Reference compare links are appended only when link output is requested and the needed repository context is present. A previous version creates a comparison range; a blank previous version turns the current version into a release-tag link.

Privacy Notes:

Release notes often contain unreleased product details, security context, customer-impact wording, or internal issue language. Treat pasted text as draft release material until it has been reviewed for public wording and disclosure timing.

  • Changelog Markdown, the Change Ledger, the Release Audit, and JSON are generated in the browser from the text you enter.
  • Dropped TXT, MD, or LOG-style files are read into the release-change field so you can inspect the content before using the output.
  • Copied or downloaded output should be reviewed before it is committed, attached to a release, or shared with customers.

Worked Examples:

Category-prefixed maintenance release. Input such as fixed: Preserve blank lines in copied release notes and security: Redact token values in audit downloads should produce Fixed and Security sections. The summary should show a Patch SemVer signal, and the Release Audit should still be checked for date and version readiness.

Conventional Commit feature release. With feat(exports): add Markdown download, fix(parser): keep scoped commits, and docs: refresh examples, Conventional Commit strict mode should classify the feature as Added, the fix as Fixed, and the docs entry as Changed with no bump effect. The strongest signal should be Minor.

Markdown section import. A pasted block headed ### Deprecated with bullets underneath should keep those bullets in the Deprecated section until a new recognized heading appears. A later ### Internal heading is not a supported changelog section, so lines beneath it need review or a supported heading.

Breaking release review. A subject such as perf!: remove legacy cache should raise a Major signal even though perf alone has no strict SemVer bump. The generated Markdown may look ready, but the release still needs migration wording and a deliberate version decision.
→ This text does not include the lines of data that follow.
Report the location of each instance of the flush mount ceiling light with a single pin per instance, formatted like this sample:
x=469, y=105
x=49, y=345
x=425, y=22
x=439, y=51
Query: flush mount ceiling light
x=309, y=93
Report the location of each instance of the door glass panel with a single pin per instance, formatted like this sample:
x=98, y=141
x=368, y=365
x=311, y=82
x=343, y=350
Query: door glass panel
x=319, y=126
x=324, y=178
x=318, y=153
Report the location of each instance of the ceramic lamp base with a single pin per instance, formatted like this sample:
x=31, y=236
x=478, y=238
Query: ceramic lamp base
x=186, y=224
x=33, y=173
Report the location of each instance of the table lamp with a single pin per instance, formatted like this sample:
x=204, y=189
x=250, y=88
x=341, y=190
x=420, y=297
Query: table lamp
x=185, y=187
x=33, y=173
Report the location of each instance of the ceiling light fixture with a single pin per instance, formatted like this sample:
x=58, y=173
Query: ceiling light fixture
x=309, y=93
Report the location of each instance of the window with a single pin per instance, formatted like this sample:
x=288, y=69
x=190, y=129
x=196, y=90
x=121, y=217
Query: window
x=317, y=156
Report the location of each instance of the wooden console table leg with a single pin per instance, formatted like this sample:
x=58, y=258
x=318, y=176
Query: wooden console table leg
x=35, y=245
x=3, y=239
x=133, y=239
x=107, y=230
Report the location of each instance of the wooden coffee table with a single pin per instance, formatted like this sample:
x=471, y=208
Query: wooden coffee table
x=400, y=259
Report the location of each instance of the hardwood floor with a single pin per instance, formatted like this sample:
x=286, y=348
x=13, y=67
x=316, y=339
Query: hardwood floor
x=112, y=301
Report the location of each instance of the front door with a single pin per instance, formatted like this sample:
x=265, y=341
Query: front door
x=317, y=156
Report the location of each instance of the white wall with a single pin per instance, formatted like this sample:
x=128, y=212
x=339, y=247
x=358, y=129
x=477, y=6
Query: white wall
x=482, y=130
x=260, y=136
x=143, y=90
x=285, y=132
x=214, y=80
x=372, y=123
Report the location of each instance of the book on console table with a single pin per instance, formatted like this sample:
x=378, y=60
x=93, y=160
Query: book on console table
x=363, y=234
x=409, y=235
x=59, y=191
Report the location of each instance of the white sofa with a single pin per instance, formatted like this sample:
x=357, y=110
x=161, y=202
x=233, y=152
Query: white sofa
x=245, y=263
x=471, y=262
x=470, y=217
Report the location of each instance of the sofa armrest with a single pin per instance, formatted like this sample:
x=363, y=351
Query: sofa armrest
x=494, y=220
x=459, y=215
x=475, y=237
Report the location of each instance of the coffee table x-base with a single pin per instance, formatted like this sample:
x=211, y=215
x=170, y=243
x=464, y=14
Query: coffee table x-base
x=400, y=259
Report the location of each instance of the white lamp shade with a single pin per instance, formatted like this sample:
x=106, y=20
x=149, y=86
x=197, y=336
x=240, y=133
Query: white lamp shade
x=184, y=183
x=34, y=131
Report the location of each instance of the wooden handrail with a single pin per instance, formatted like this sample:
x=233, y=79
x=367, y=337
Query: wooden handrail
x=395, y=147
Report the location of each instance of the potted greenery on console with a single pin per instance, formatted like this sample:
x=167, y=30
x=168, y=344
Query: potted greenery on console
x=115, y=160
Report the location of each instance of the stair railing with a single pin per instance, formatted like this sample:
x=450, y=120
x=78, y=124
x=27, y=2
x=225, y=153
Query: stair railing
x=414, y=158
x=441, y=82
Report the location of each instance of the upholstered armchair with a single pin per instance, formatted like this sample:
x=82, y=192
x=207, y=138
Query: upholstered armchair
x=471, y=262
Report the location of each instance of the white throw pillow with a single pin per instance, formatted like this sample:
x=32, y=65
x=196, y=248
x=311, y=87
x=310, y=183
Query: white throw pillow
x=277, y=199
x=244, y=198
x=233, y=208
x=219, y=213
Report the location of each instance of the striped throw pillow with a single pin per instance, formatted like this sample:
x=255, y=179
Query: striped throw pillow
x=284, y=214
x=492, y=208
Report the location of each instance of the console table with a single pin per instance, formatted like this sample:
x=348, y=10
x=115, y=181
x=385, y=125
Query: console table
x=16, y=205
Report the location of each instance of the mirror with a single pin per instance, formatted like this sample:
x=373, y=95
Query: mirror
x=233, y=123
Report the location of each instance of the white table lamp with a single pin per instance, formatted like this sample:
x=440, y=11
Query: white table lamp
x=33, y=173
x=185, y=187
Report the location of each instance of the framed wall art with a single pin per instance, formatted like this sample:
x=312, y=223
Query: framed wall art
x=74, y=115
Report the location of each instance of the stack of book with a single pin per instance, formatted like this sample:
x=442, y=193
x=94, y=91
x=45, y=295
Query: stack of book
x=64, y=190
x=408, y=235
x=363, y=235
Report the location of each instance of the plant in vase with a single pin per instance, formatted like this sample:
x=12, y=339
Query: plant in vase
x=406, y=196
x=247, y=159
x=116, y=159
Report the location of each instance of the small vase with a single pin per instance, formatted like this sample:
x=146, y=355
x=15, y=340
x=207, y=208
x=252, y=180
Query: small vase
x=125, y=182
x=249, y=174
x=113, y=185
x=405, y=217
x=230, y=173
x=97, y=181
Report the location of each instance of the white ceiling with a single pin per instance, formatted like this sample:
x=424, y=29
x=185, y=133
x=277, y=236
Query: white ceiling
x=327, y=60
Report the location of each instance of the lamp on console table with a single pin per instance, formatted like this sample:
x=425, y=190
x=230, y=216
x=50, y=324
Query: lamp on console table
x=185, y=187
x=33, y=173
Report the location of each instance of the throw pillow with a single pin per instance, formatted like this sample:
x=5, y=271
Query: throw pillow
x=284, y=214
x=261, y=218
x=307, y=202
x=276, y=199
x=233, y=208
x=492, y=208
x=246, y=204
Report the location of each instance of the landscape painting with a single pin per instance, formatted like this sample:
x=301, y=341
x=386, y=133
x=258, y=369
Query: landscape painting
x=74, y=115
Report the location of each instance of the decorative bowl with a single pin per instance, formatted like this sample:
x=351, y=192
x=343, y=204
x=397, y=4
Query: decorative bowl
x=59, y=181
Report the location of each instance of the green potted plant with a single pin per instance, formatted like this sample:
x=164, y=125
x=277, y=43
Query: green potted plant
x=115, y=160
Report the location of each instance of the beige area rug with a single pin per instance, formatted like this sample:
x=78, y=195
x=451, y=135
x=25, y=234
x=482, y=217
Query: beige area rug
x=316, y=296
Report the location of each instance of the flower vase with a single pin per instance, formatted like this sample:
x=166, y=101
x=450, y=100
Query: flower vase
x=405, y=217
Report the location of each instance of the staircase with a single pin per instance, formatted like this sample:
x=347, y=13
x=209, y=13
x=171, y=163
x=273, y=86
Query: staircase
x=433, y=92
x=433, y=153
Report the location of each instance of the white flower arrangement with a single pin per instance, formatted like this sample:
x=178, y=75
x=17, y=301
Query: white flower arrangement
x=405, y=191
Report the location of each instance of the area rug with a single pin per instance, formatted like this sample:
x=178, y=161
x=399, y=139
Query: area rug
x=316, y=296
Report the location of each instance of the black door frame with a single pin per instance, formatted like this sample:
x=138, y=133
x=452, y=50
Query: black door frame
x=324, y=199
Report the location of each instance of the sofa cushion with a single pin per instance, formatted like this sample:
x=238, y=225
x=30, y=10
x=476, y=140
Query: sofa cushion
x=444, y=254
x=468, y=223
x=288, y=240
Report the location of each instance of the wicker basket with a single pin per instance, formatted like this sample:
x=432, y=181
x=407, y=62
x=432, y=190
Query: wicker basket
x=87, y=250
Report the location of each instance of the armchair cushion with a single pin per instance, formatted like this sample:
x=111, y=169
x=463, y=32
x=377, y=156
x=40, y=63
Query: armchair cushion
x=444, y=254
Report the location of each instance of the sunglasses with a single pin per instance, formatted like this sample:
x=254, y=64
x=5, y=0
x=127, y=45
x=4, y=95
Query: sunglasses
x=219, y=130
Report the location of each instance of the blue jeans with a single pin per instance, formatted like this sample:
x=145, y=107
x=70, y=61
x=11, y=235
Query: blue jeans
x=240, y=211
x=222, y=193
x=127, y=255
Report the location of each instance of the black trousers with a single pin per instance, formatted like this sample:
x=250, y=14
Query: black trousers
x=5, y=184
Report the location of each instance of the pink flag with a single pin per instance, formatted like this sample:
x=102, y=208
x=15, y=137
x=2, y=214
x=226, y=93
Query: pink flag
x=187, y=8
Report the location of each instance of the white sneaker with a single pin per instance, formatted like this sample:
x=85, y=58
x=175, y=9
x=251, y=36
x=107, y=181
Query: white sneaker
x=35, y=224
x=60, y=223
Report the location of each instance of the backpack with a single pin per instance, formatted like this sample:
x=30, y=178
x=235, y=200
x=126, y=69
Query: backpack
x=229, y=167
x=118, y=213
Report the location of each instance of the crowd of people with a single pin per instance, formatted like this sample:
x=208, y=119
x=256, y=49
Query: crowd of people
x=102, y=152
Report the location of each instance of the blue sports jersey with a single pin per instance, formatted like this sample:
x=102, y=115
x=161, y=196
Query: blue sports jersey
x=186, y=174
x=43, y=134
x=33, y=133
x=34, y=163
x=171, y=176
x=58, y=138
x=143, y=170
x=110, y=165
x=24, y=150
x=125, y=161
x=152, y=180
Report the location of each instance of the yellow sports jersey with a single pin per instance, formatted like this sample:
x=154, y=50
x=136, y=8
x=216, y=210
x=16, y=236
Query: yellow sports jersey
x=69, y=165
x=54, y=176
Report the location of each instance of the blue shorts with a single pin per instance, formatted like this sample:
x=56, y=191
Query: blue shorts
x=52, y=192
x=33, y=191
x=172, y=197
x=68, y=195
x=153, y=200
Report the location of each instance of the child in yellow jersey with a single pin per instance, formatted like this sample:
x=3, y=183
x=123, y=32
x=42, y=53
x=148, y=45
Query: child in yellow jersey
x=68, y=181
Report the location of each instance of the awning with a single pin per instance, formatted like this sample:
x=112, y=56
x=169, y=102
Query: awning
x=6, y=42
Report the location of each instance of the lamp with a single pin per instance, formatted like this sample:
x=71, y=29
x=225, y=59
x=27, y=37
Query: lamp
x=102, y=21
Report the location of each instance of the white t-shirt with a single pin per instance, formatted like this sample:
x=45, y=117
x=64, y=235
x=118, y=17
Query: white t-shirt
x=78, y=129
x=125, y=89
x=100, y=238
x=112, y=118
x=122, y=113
Troubleshooting an unclear paste. A line like Updated export buttons has no category prefix and no commit shape. In categorized mode it is accepted as Changed with a warning. Rewriting it as changed: Update export button labels removes the ambiguity and makes the Change Ledger easier to review.

FAQ:

Why did a line go into Changed?

A non-empty line without a recognized category prefix, Markdown section heading, or Conventional Commit shape is accepted as Changed. Add a prefix such as added:, fixed:, or security: when another section is more accurate.

Why does strict Conventional Commit mode ignore docs or chore for the SemVer signal?
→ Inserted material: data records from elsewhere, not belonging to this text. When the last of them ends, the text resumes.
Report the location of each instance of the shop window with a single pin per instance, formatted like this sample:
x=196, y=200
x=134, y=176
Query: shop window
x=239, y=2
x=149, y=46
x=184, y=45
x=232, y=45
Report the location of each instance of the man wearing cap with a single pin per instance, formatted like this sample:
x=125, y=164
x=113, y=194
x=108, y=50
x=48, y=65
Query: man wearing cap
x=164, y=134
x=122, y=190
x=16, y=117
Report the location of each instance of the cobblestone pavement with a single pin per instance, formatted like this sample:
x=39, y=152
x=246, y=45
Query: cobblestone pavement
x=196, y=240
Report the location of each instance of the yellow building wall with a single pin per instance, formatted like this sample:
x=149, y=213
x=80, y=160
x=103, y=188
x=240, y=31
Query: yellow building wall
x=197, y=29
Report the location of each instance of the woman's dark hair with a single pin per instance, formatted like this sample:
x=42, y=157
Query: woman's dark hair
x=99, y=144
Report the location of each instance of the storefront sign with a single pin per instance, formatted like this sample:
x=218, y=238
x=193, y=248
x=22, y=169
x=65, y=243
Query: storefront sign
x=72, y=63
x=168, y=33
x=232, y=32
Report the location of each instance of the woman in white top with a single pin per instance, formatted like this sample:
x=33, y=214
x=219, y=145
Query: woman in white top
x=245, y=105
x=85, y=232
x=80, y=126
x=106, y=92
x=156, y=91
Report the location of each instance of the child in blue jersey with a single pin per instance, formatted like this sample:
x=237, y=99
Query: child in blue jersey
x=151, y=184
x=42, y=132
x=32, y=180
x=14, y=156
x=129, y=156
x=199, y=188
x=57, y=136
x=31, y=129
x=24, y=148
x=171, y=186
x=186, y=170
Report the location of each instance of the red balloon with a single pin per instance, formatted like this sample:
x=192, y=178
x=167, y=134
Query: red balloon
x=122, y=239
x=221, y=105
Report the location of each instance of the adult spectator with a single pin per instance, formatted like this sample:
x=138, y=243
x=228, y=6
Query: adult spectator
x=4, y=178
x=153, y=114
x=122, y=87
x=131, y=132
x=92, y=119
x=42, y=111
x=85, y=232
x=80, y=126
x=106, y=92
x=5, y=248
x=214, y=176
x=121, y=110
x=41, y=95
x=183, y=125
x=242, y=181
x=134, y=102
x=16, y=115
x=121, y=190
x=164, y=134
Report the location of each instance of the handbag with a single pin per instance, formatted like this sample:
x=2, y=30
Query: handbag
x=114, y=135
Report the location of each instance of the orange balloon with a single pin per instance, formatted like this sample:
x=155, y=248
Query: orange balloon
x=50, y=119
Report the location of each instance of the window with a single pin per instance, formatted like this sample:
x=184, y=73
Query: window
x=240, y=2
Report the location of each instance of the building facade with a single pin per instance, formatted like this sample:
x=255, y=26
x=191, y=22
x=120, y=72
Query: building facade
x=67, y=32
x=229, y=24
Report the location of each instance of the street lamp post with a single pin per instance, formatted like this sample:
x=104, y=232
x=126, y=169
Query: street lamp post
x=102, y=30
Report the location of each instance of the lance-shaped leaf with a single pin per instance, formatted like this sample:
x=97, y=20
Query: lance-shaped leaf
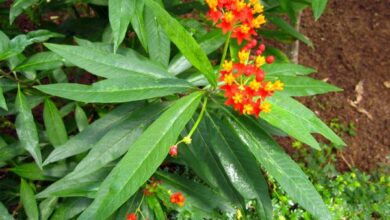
x=55, y=127
x=318, y=7
x=4, y=213
x=240, y=166
x=303, y=86
x=201, y=158
x=184, y=41
x=41, y=61
x=117, y=90
x=298, y=121
x=3, y=104
x=107, y=65
x=197, y=195
x=28, y=200
x=278, y=164
x=120, y=13
x=112, y=146
x=209, y=43
x=142, y=159
x=91, y=134
x=26, y=128
x=159, y=45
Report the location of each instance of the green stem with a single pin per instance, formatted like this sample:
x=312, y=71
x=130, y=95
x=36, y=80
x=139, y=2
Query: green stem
x=225, y=49
x=198, y=119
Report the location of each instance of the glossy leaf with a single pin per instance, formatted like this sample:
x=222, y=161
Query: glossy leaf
x=26, y=128
x=240, y=166
x=286, y=27
x=41, y=61
x=140, y=162
x=298, y=121
x=3, y=103
x=184, y=41
x=70, y=208
x=4, y=215
x=92, y=134
x=28, y=200
x=286, y=69
x=55, y=128
x=196, y=194
x=117, y=90
x=120, y=13
x=304, y=86
x=318, y=7
x=209, y=43
x=47, y=207
x=159, y=45
x=279, y=165
x=81, y=118
x=107, y=65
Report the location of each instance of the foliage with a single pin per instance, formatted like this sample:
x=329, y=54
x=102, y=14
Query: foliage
x=93, y=100
x=349, y=195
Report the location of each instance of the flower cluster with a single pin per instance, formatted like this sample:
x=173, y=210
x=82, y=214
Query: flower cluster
x=177, y=198
x=239, y=17
x=243, y=81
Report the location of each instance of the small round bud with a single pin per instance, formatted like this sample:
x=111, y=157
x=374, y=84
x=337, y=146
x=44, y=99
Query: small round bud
x=173, y=151
x=187, y=140
x=270, y=59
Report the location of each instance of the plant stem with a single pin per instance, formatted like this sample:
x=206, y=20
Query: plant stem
x=225, y=49
x=199, y=118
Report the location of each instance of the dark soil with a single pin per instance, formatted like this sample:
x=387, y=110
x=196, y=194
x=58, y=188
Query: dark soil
x=351, y=45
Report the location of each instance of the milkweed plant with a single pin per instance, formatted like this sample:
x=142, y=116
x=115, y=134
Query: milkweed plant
x=151, y=109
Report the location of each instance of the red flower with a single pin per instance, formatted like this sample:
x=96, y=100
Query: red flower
x=177, y=198
x=132, y=216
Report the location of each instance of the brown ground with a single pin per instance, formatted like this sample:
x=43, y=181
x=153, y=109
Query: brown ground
x=351, y=45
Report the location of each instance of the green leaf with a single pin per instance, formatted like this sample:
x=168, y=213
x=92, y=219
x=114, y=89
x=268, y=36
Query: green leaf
x=4, y=215
x=112, y=146
x=240, y=166
x=318, y=7
x=47, y=207
x=286, y=27
x=41, y=61
x=303, y=86
x=28, y=200
x=155, y=206
x=140, y=162
x=184, y=41
x=55, y=128
x=81, y=118
x=196, y=194
x=159, y=45
x=70, y=208
x=209, y=43
x=107, y=65
x=298, y=121
x=18, y=7
x=201, y=158
x=279, y=165
x=285, y=69
x=120, y=13
x=3, y=103
x=138, y=23
x=92, y=134
x=26, y=128
x=117, y=90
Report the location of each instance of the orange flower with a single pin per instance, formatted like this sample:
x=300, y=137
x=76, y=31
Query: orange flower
x=132, y=216
x=177, y=198
x=243, y=82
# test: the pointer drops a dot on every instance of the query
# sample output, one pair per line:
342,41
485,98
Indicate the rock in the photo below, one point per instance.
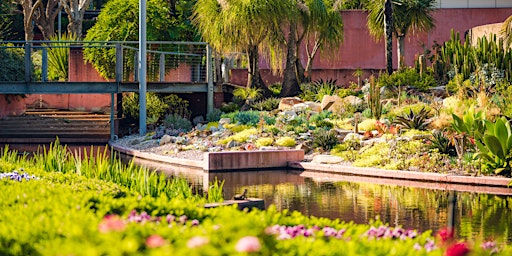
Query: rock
327,159
332,103
353,136
288,102
224,121
268,148
303,147
232,144
164,140
353,100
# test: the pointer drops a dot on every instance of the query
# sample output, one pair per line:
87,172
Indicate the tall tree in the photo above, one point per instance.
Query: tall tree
408,15
40,12
75,9
241,26
315,24
324,32
506,31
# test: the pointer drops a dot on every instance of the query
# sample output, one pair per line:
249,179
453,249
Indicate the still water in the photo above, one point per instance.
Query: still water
348,198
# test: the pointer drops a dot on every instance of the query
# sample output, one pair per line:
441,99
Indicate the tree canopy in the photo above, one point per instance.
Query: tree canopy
408,16
119,21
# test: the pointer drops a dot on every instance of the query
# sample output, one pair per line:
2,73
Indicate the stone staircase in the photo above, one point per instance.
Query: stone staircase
42,126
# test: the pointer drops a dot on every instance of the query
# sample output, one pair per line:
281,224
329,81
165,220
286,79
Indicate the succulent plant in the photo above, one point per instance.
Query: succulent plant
418,121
Strict mode gives SemVer weight to feat, fix, breaking markers, and breaking-change footers. Other types can still appear in the changelog, but they do not raise the signal unless they mark a breaking change.

Can the draft use Unreleased?

Yes. Set the version to Unreleased. The heading becomes an Unreleased section, and the date check is treated as ready because unreleased notes do not need a publication date.

What should I do when a text file fails to load?

Use a TXT, MD, or LOG-style source under the file-size limit, paste the relevant excerpt, or remove binary content before trying again.

Does the SemVer signal choose my final release number?

No. It reports the strongest parsed signal under the selected policy. The final version still depends on the real compatibility impact and project release rules.

Glossary:

Changelog
A versioned record of notable changes intended for people who use, operate, or maintain the software.
Keep a Changelog
A common changelog format with sections such as Added, Changed, Deprecated, Removed, Fixed, and Security.
Conventional Commit
A commit subject with a type, optional scope, optional breaking marker, and description.
SemVer signal
A Major, Minor, Patch, or No bump hint inferred from parsed release evidence.
Unreleased
A changelog section for changes that have been recorded but not assigned to a published version.
Yanked release
A release that was published and later withdrawn, marked in the heading with [YANKED].